The real face of imperialism cannot appear in Mumford’s book for the same reason that he cannot permit us to think for a moment upon the real nature of wage slavery in the home countries: his thesis is that there is an “unbridgeable gulf” between life of the fascist countries and that of the democratic empires.

And to accentuate that “unbridgeable gulf” so that we shall be sufficiently hardened to plunge cold steel into the guts of every German, Mumford not only idealizes the democracies but also indicts the entire German people. In America “those who have a firm belief in democracy ... probably includes the greater number of intelligent Americans, representing every shade of economic status and political conviction”—bosses included. The sole exceptions Mumford stakes in his “democratic front” are those “intransigent industrialists who seek to maintain the absolutism of their rule, as practiced anciently in the company town”, the “stone age industrialists”. But as “anciently” and “stone age” happily portend, this is past; now, “our more progressive industries, led by men who have claims to industrial statesmanship, have in principle accepted the need for democratic participation and security of livelihood.” (p. 139) We are all one happy democratic family, bosses and workers manage industry by “democratic participation”, no significant section of employers are opposed to the Wagner Act or use strikebreakers or stool-pigeons or other union-busting methods, and the Fansteel, Apex and similar court decisions of the last few weeks really belong to the dim past.

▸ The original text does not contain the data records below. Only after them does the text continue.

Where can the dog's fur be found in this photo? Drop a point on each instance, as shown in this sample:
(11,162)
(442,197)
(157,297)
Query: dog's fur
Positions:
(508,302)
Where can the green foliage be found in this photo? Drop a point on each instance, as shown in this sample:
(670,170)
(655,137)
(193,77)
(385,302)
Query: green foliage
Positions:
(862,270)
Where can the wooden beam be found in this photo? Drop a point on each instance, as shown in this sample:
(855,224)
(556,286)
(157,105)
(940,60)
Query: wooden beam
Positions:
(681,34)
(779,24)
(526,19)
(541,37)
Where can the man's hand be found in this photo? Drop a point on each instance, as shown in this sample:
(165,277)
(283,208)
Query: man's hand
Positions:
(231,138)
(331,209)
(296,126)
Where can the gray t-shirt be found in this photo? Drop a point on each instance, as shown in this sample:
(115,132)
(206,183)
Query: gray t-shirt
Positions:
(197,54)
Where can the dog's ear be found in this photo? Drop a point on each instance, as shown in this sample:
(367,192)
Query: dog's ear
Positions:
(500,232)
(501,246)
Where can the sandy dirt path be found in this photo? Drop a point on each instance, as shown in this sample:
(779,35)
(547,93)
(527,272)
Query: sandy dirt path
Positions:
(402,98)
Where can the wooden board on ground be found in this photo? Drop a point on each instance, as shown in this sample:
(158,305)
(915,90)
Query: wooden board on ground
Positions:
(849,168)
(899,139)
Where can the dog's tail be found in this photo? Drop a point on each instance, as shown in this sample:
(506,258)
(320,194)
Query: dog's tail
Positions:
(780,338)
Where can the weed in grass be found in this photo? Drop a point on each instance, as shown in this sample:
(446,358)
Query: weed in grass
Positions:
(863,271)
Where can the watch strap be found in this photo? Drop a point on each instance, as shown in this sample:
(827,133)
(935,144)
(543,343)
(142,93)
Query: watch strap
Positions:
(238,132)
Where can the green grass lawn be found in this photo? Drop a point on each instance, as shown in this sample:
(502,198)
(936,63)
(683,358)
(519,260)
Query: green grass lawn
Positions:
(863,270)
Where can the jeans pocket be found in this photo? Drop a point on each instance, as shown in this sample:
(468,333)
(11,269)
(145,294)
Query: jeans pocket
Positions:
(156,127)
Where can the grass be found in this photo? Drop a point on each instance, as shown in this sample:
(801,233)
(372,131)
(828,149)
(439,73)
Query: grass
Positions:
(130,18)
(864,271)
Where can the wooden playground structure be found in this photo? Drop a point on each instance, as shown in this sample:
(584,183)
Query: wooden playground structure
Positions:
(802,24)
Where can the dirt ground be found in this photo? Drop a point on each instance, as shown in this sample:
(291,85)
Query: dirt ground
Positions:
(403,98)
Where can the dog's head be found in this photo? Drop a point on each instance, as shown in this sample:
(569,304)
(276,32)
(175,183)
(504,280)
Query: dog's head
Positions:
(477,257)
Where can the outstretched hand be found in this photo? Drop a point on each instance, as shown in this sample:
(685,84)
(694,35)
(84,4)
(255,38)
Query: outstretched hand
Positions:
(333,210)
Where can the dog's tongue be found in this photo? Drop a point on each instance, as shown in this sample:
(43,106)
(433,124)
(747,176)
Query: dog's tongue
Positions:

In Germany, on the other hand, all—workers, including thirteen million who voted Communist or Socialist in 1932, etc.—are Nazis in their ideology. In an article on Spengler in the January 11, 1939 New Republic, Mumford proclaimed the “pathology of the German mind” to be the “sinister world problem” today. The German mind—not that of the rulers but of the people. Mumford in this book speaks of “the residual barbarisms in German civilization: the soil out of which Nazism grew” and seeks to “remove forever those superficial interpretations of Nazism which overlook how much of its animus and creed already existed—long before Hitler and Rosenberg—in Luther, Fichte, Hegel, Treitschke, Nietzsche, Wagner, and Houston Chamberlain.” (p. 176) Fascism is “an error of politically undeveloped countries, such as Italy and Germany historically were and are” (p. 24); “the majority of Germans succumbed ... they relapsed into the cult of Wotan: the savage and the primeval. Momentarily halted in their creative act of construction, the Germans vengefully turned on their own handiwork and tore it down.” (pp. 55–56) Not the Nazis, mind you, but “the majority of Germans” or, better still, “the Germans.” Wield your bayonets, you fighters for democracy, with the firm assurance that those you kill are really not human; they are Huns.

That by Mumford’s own criterion—”Every trade union, every co-operative society, every neighborhood association, is a training ground for the more complicated problems of collective government” the German people were far more democratic in traditions and practice than America; that “German civilization” gave us not only the forerunners of Nazism but also Marx and Engels, Bebel and Liebknecht—we live in an atmosphere of war psychosis in which a spokesman of the liberal intelligentsia can blandly assign Hegel to the Nazis! Hegel, whose direct fructifying inspiration, to mention but one instance, on John Dewey and his disciples, and through them on progressive philosophy and education, must be known even to Mumford!

Elsewhere I propose to examine in detail Mumford’s racial theory of the causes for the rise of fascism. If there is an “unbridgeable gulf” between the democratic empires and the fascist, why is the “oldest and surest form of democratic government”—Britain—ruled concededly by a “pro-fascist ruling class”?

Mumford’s book is couched in the form of a polemic—against pacifists, isolationists, and neutrality-seekers. But all these will be with Mumford in the war. Why doesn’t Mumford confront the arguments of those who will not be with him—the revolutionary Marxists? These consistent opponents of the war remain unmentioned; and that is an index to Mumford’s intellectual dishonesty.